Owner Jason Chapman has been working in the margins of his day job at Stockton State College to get things moving at his 3-barrel brewery in Little Egg Harbor Township.
"We're just starting construction. The main thing is we've got our floor drain in. There's a little bit of cosmetic work, a couple bits of plumbing," Jason says.
"We're looking at some time in August to get open. We've talked with the state, and they're pretty much waiting for us to get done with the buildout so they can come in and inspect."
If all goes without a hitch, Pinelands will be one of at least three new breweries joining the ranks of Garden State beer-makers this year. Iron Hill brewpub took delivery of its brewhouse for its Voorhees location – its 10th and second brewery in New Jersey – last week and expects to open in August.

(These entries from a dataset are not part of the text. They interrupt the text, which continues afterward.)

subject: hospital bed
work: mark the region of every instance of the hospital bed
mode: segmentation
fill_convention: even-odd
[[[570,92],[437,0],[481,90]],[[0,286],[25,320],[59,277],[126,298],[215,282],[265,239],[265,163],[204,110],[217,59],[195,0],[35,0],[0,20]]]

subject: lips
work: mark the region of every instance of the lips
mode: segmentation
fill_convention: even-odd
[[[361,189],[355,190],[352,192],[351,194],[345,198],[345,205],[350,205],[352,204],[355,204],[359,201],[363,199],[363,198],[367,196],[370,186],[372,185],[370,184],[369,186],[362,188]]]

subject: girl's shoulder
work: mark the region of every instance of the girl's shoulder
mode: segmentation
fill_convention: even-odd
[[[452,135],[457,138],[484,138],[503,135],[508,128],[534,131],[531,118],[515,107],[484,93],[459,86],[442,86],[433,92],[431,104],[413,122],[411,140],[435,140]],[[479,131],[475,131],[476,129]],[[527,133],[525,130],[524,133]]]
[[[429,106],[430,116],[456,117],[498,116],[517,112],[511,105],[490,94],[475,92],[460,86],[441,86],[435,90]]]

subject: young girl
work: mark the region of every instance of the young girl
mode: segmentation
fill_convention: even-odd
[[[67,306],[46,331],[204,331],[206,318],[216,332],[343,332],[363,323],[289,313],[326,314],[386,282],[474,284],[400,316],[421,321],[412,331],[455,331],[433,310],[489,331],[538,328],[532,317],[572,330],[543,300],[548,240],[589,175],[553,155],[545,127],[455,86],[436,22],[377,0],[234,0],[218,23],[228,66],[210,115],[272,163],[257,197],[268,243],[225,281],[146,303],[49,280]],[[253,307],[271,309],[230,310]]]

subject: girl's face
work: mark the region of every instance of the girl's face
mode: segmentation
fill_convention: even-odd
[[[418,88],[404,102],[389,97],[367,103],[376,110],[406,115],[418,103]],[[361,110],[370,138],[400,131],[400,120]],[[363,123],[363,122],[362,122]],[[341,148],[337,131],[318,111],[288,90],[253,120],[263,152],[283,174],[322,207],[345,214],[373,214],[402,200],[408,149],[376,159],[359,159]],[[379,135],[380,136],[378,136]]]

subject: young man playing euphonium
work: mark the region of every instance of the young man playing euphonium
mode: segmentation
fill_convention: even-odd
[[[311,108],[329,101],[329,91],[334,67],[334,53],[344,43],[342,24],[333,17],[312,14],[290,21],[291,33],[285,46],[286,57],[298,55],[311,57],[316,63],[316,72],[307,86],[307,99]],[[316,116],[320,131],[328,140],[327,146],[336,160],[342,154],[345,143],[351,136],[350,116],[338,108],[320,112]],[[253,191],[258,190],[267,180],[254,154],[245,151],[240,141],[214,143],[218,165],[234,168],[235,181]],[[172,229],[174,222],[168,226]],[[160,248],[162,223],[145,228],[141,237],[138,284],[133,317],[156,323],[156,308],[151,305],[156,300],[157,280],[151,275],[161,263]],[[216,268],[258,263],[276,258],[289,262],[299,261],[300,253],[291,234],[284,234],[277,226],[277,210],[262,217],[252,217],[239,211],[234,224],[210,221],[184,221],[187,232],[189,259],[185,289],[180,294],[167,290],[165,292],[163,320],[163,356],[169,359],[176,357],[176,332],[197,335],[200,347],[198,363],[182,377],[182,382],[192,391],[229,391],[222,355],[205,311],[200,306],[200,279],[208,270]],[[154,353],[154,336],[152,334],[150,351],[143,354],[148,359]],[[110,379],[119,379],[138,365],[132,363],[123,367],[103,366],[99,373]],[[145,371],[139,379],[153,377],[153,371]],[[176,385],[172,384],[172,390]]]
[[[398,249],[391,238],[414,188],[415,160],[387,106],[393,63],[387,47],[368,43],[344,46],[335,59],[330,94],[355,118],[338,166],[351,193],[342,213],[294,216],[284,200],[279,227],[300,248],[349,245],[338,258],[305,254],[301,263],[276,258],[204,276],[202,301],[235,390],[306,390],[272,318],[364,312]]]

Rinn Duin, a planned production brewery in Toms River (also in Ocean County), installed its brewhouse in late April and projects a July launch.
Jason says officials from Little Egg Harbor Township have been supportive.
"Some towns, you say you want to open a brewery, even though it's a nano brewery … they don't know what that is. They think we're opening Anheuser-Busch," he says. "We communicated to them the scale we're doing, and they pretty much said, go ahead so long as everything is up to code."
Right now, plans call for launching with an IPA called Evergreen, and an American pale ale, Pitch Pine, a nod to the most prevalent species of tree growing in the expansive Pinelands National Preserve that envelopes a huge chunk of South Jersey.
|Floor drain plumbing|
Jason is also considering a wheat beer and either a black saison or a honey saison. Draft accounts in his hometown of Hammonton have expressed interest in Pinelands' beers, as have some in Atlantic City.
Situated at the southern tip of Ocean County, the coastal town of Little Egg Harbor is known regionally for clamming in the bay waters. It's also historically notable for a skirmish during the American Revolution in which a ragtag Colonial force under the command of Polish Count Casimir Pulaski were ambushed by the British.